Et d'ajouter que pour mettre en exergue le travail qui se crée dans ces différents pays arabe, mais aussi à Paris, «j'ai privilégié, en tant que curator, des œuvres visibles des deux côtés de la Méditerranée, qui créent des «Traits d'union» entre les mondes, produisant le plus souvent une esthétique de l'hybride, un métissage des formes et des sensibilités où se tressent de manière inédite le corps, le ludique, l'affect, l'ornemental, la beauté, la spiritualité, le politique, la critique sociétale, etc.» D'autant plus qu'en parallèle de cette exposition muséale, qui sera accessible à un large public, d'autres activités sont prévues par les organisateurs, notamment des débats et des tables rondes pour informer sur la situation et l'évolution de la scène artistique du monde arabe.
«Dans les pays du Golfe, du Proche-Orient ou du Maghreb, l'art contemporain est très présent, depuis quelques années. On assiste, de plus en plus, à l'ouverture de galeries privées et publiques, de musées et de fondations, à la création de magazines et de sites internet spécialisés, puis de grandes expositions, des biennales et des foires internationales qui permettent une plus grande circulation des artistes ainsi qu'une meilleure visibilité de leurs œuvres », explique Pascal Amel.

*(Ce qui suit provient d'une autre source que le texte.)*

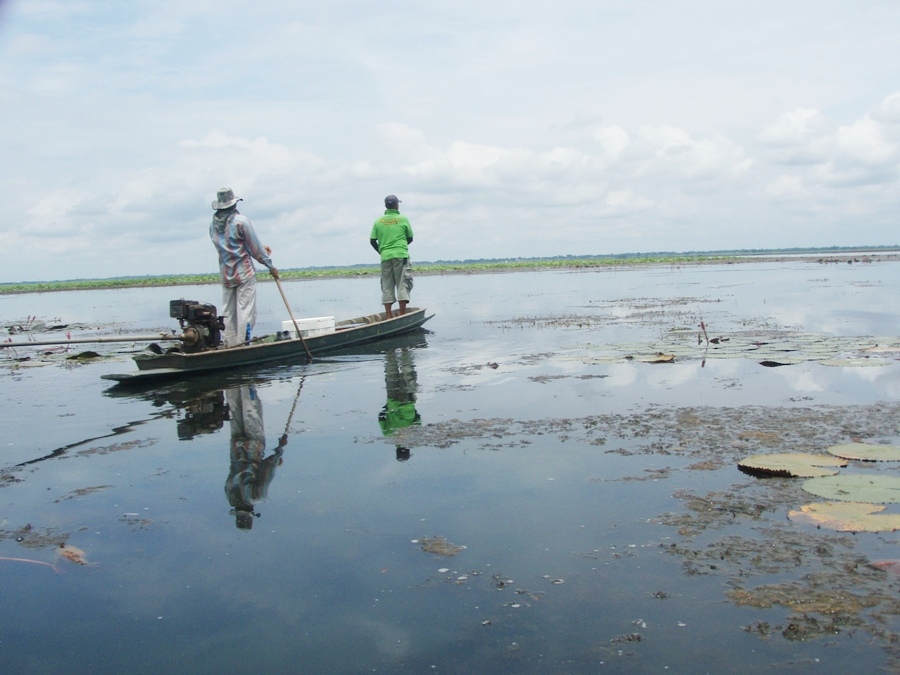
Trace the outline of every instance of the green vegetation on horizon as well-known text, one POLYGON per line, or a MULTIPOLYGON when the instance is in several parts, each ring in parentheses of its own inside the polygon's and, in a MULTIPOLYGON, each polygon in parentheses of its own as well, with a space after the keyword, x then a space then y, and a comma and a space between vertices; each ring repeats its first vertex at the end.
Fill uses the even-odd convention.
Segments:
MULTIPOLYGON (((792 248, 792 249, 749 249, 734 251, 689 251, 685 253, 621 253, 597 256, 556 256, 553 258, 490 258, 481 260, 462 260, 436 262, 417 262, 417 274, 462 274, 502 272, 507 270, 549 270, 579 269, 591 267, 613 267, 617 265, 680 265, 690 263, 734 262, 747 260, 748 256, 767 255, 816 255, 822 253, 863 253, 863 252, 900 251, 897 246, 867 246, 830 248, 792 248)), ((346 267, 309 267, 299 269, 281 269, 279 276, 284 280, 292 279, 344 279, 358 276, 376 276, 380 273, 378 265, 350 265, 346 267)), ((260 274, 261 281, 267 281, 268 275, 260 274)), ((0 283, 0 295, 12 293, 42 293, 53 291, 110 290, 115 288, 140 288, 161 286, 193 286, 219 283, 218 273, 209 274, 177 274, 146 277, 113 277, 109 279, 70 279, 63 281, 22 281, 18 283, 0 283)))

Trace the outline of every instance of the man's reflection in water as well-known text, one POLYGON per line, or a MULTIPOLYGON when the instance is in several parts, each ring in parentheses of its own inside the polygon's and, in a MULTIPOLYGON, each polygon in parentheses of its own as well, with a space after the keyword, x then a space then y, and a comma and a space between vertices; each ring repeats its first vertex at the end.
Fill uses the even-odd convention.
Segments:
MULTIPOLYGON (((378 413, 378 424, 385 436, 393 435, 397 429, 422 423, 416 412, 416 368, 412 354, 412 350, 404 347, 384 355, 384 386, 388 399, 378 413)), ((398 462, 410 458, 409 448, 402 445, 396 447, 398 462)))
POLYGON ((253 527, 253 505, 266 498, 275 468, 287 445, 287 434, 275 451, 265 457, 266 432, 263 427, 262 402, 252 386, 236 387, 225 392, 231 416, 231 472, 225 481, 225 496, 239 529, 253 527))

Pour donner un large aperçu des créations de ces artistes, le commissaire d'exposition a été très sélectif dans sa démarche, privilégiant les œuvres nées d'une esthétique de l'hybride, d'autres plurielles et subversives, des travaux polysémiques qui abordent l'identité et la différence. «Les artistes arabes créent un nouvel art qui non seulement modifie la perception que nous pouvons avoir de leurs pays respectifs, mais influe positivement sur la réception des arabes de la diaspora souffrant encore en Occident de nombre de préjugés», conclut Pascal Amel.
Catalogue de l'expositon
À l'occasion de l'exposition «Traits d'union», un beau livre est publié par la revue «Art Absolument».Il est diffusé en librairies, dont celle de la Villa Emerige, ainsi que sur le site de la publication. Ce beau livre illustré, de 200 pages, reproduit les œuvres de l'exposition et présente les treize artistes qui y figurent (dossier de 10 pages chacun). Il a été réalisé par Pascal Amel, curator de l'exposition, Christine Buci-Glucksmann, professeure d'esthétique, Alexandra Fau, critique d'art, Emmanuel Daydé, critique d'art, Meryem Sebti, rédactrice en chef de la revue Diptyk (Maroc) et Michel Fani, spécialiste de l'art au Liban.